==========================
TODO.
+
+Local Register Allocation
+=========================
+
+This section describes the cross-platform local register allocator which is
+in the file mini-codegen.c.
+
+The input to the allocator is a basic block which contains linear IL, ie.
+instructions of the form:
+
+ DEST <- SRC1 OP SRC2
+
+where DEST, SRC1, and SRC2 are virtual registers (vregs). The job of the
+allocator is to assign hard or physical registers (hregs) to each virtual
+registers so the vreg references in the instructions can be replaced with their
+assigned hreg, allowing machine code to be generated later.
+
+The allocator needs information about the number and types of arguments of
+instructions. It takes this information from the machine description files. It
+also needs arch specific information, like the number and type of the hard
+registers. It gets this information from arch-specific macros.
+
+Currently, the vregs and hregs are partitioned into two classes: integer and
+floating point.
+
+The allocator consists of two phases: In the first phase, a forward pass is
+made over the instructions, collecting liveness information for vregs. In the
+second phase, a backward pass is made over the instructions, assigning
+registers. This backward mode of operation makes understanding the allocator
+somewhat difficult to understand, but leads to better code in most cases.
+
+Allocator state
+===============
+
+The state of the allocator is stored in two arrays: iassign and isymbolic.

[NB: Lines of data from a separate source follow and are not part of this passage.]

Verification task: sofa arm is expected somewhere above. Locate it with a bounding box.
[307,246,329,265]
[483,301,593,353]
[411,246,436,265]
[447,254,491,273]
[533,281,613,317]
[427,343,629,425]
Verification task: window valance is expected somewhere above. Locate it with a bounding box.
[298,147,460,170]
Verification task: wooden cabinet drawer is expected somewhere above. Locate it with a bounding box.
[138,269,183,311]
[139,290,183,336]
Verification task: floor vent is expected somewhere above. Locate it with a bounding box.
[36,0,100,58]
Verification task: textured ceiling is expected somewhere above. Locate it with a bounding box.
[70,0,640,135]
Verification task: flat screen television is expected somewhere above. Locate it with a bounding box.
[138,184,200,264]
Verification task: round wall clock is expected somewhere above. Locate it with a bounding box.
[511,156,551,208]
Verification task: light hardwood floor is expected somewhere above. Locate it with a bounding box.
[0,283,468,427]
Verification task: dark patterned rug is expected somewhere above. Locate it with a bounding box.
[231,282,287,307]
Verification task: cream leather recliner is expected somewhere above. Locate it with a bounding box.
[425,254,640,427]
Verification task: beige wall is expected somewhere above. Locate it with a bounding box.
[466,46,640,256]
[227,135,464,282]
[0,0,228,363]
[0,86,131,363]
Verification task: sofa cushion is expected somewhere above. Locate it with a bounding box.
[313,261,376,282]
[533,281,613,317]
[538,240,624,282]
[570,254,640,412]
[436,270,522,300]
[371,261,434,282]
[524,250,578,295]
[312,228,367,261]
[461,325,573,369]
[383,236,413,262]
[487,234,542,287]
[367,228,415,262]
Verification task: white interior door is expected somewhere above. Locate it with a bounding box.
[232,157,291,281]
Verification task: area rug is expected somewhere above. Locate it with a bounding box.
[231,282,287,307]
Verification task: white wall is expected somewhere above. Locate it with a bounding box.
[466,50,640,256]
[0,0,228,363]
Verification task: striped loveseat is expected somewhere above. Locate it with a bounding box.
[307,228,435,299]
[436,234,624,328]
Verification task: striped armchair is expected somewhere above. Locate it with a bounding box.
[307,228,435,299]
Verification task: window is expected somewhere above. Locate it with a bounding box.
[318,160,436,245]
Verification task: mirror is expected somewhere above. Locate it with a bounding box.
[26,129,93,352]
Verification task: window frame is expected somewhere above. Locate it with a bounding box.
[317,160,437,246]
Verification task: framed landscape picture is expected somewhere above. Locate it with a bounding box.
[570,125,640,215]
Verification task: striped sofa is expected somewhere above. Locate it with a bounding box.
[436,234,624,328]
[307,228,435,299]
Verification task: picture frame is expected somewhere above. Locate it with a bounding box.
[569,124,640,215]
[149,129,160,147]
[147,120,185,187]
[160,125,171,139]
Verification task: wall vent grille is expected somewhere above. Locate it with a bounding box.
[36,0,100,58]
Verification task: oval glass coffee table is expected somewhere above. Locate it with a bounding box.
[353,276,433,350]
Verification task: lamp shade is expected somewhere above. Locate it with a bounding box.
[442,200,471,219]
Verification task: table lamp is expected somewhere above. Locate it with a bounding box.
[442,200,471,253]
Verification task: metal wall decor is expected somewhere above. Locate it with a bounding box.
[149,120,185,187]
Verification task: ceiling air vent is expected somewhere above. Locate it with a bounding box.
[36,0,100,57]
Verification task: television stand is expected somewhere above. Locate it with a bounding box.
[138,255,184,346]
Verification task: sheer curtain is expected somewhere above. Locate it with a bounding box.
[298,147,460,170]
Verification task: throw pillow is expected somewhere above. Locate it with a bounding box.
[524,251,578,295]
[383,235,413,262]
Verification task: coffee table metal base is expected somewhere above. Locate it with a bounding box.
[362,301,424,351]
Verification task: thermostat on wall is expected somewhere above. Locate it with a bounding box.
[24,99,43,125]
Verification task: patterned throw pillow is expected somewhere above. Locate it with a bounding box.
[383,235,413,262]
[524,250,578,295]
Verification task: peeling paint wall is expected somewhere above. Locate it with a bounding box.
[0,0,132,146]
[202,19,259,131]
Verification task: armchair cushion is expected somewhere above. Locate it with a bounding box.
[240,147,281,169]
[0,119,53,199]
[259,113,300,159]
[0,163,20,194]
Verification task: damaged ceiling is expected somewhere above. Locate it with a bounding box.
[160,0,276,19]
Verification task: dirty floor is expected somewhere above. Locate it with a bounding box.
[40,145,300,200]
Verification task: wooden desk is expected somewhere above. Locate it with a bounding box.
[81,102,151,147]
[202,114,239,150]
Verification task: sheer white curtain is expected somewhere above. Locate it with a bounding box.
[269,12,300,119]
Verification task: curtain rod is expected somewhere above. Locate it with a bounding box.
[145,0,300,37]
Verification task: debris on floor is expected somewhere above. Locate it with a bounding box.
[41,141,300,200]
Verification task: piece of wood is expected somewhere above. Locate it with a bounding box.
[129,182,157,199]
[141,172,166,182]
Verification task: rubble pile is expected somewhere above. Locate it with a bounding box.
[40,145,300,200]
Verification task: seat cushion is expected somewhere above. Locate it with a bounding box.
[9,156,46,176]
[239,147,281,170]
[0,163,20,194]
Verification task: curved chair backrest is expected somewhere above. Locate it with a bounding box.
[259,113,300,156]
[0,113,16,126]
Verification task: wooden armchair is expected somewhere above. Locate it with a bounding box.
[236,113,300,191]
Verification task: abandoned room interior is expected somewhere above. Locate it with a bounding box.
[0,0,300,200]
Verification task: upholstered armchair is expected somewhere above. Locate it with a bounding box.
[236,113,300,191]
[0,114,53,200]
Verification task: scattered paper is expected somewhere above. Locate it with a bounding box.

+iassign maps vregs to hregs, while isymbolic is the opposite.
+For a vreg, iassign [vreg] can contain the following values:
+
+ * -1 vreg has no assigned hreg
+
+ * hreg index (>= 0) vreg is assigned to the given hreg. This means
+ later instructions (which we have already
+ processed due to the backward direction) expect
+ the value of vreg to be found in hreg.
+
+ * spill slot index (< -1) vreg is spilled to the given spill slot. This
+ means later instructions expect the value of
+ vreg to be found on the stack in the given
+ spill slot.
+
+Also, the allocator keeps track of which hregs are free and which are used.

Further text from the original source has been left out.